Though faster currents were observed in 76 percent of the world’s ocean waters, the most dramatic changes were seen in the tropics.

“There has been evidence that trade winds in the tropics have been strengthening over the past few decades, so we expected some response to that,” said Janet Sprintall, a co-author of the study and an oceanographer at the Scripps Institution of Oceanography at the University of California, San Diego. “But the acceleration was happening at a faster pace than what wind alone could explain.”

Scientists have observed an increase in the intensity of surface winds since the 1990s, combined with a steady rise in greenhouse gas emissions over the same time period. But McPhaden said the exact links between increased greenhouse gases and faster ocean currents are still unknown.

“We’re not 100 percent certain how all this is driven by climate change,” he said. “Our paper flagged that this acceleration is occurring, but why exactly this is happening, and the precise mechanisms, have not been ferreted out in great detail yet.”

It’s also not yet known what consequences could come from these sped-up currents. Since ocean circulation influences weather and plays a role in redistributing heat, it’s possible that changes in the ocean could also alter precipitation patterns, the behavior of the jet stream and atmospheric circulation, according to Sprintall.

“Warmer water will generate hurricanes and extreme weather like that, so there are definitely implications from our work,” she said.

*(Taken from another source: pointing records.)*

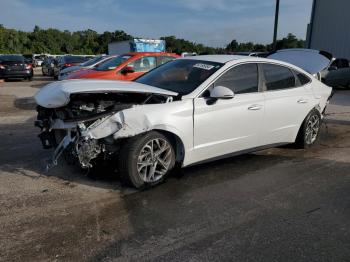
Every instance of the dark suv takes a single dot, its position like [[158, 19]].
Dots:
[[14, 66], [67, 61]]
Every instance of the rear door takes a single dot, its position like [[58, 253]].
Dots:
[[230, 125], [287, 102]]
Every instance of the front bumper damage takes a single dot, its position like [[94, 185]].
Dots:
[[87, 142]]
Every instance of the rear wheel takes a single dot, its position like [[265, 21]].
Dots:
[[145, 160], [309, 131]]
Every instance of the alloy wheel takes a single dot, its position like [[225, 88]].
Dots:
[[154, 160], [312, 128]]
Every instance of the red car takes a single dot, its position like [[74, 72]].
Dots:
[[125, 67]]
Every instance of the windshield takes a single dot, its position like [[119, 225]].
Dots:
[[75, 59], [93, 61], [182, 76], [112, 63]]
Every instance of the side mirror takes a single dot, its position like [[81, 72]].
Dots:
[[221, 92], [127, 70]]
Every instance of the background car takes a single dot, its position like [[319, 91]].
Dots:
[[126, 67], [189, 110], [47, 66], [14, 66], [67, 61], [28, 58], [93, 62], [38, 59]]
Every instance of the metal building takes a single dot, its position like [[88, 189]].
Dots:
[[329, 28]]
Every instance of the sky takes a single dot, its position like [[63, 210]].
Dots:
[[210, 22]]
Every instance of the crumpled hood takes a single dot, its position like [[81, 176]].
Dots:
[[57, 94]]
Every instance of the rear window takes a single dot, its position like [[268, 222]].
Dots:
[[11, 58], [303, 78], [278, 77]]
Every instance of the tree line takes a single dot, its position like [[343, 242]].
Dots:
[[54, 41]]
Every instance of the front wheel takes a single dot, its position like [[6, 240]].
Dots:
[[145, 160], [309, 131]]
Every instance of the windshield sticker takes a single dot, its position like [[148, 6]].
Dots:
[[204, 66]]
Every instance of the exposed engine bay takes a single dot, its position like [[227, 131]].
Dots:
[[82, 129]]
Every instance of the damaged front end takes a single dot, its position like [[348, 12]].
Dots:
[[91, 126]]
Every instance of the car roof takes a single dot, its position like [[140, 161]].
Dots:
[[149, 53], [222, 58]]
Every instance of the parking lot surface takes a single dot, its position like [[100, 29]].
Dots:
[[279, 204]]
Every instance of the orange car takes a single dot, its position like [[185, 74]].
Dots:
[[125, 67]]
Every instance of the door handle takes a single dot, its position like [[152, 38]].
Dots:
[[302, 101], [255, 107]]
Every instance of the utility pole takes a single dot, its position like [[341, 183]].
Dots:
[[276, 25]]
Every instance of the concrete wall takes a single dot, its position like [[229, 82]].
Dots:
[[330, 27]]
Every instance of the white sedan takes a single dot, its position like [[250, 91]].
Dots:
[[187, 111]]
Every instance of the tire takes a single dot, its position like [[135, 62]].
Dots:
[[139, 165], [309, 130]]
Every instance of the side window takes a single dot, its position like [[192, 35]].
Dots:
[[278, 77], [240, 79], [144, 64], [303, 78]]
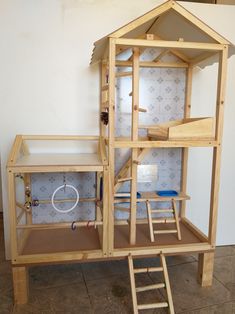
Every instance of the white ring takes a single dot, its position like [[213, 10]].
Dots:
[[59, 188]]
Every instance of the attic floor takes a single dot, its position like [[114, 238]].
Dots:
[[104, 287]]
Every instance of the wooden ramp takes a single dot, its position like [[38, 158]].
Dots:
[[165, 285]]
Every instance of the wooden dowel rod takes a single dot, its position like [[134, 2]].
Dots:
[[68, 200], [61, 225], [123, 74], [124, 179]]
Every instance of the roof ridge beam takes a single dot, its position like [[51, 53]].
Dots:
[[168, 44]]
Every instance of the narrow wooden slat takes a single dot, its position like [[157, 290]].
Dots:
[[152, 306], [134, 137], [124, 179], [123, 74], [124, 209], [163, 220], [133, 287], [165, 231], [167, 282], [176, 219], [105, 87], [147, 270], [150, 223], [162, 210], [150, 287], [150, 64], [142, 110]]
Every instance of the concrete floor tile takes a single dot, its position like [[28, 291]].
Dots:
[[55, 275], [65, 299], [225, 308], [99, 270], [6, 304], [6, 287], [113, 294], [188, 294], [224, 271]]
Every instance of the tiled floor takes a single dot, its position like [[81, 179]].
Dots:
[[104, 287]]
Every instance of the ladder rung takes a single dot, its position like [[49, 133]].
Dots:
[[150, 287], [165, 231], [105, 87], [122, 74], [122, 195], [162, 210], [142, 110], [152, 306], [124, 179], [147, 270], [163, 220], [124, 209], [105, 105]]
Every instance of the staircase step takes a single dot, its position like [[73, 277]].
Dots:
[[163, 220], [162, 210], [152, 306], [105, 87], [165, 231], [147, 270], [150, 287]]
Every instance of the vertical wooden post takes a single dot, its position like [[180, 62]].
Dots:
[[106, 197], [134, 137], [20, 284], [12, 213], [184, 163], [103, 94], [111, 134], [205, 268], [27, 185], [217, 150], [206, 260]]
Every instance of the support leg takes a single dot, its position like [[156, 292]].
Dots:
[[20, 283], [205, 268]]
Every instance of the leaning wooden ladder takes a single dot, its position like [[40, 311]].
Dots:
[[134, 290], [163, 220]]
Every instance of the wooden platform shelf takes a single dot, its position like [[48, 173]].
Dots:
[[186, 129]]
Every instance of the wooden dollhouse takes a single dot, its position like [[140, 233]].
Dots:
[[170, 29]]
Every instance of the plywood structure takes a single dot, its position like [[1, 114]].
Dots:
[[192, 42]]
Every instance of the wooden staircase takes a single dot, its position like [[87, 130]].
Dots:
[[165, 285], [163, 220]]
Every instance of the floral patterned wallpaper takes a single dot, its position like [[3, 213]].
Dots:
[[162, 94]]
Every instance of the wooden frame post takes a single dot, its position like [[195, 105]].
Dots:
[[111, 146], [103, 94], [12, 214], [185, 151], [134, 137], [206, 260], [20, 283], [205, 268]]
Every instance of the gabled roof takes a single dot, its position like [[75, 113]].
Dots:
[[168, 21]]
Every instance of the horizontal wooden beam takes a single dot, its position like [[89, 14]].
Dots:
[[60, 137], [55, 168], [61, 225], [152, 144], [151, 64], [168, 44]]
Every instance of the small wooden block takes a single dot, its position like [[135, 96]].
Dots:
[[20, 283]]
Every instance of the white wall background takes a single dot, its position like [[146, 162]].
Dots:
[[47, 86]]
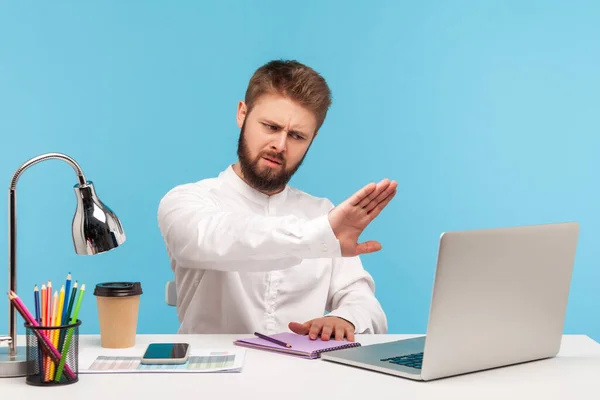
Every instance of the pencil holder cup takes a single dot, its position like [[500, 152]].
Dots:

There could also be enormous repercussions for ocean ecosystems.

“Warming oceans are causing a mass migration because fish are moving to areas where they can thrive,” said Lisa Suatoni, deputy director of the oceans division at the Natural Resources Defense Council, a nonprofit environmental advocacy group. “When I hear about changes in current patterns, I’m interested in how this will affect the productivity and distribution of fisheries,” said Suatoni, who was not involved with the research.

Any major impacts to fisheries could have cascading effects up and down the food chain, with subsequent impacts on countries and communities that depend on fishing, she added.

The scientists are planning to conduct additional research to address some of these unknowns.

The gaps in knowledge, McPhaden said, owe in part to the fact that there isn’t a massive archive of historical measurements of ocean circulation. This means having to rely heavily on models of past ocean health and how these bodies of water may respond to future climate change.

Rader said he hopes these types of findings could spur more funding for ocean research.

“The ocean remains a poor stepchild in terms of where money is spent,” he said, “but we’re finding more and more that impacts on people and ecosystems are delivered through changes in the ocean, so the need to understand these processes can’t be overstated.”

And as some of these changes occur faster than scientists previously anticipated, Rader said he hopes the needs of the scientific community will be met with urgency.

“The bottom line is: This is not a question for our children and grandchildren, but for everyone alive today,” Rader said. “It’s not too dramatic to say that if the ocean system changes significantly, it could directly threaten life on Earth.”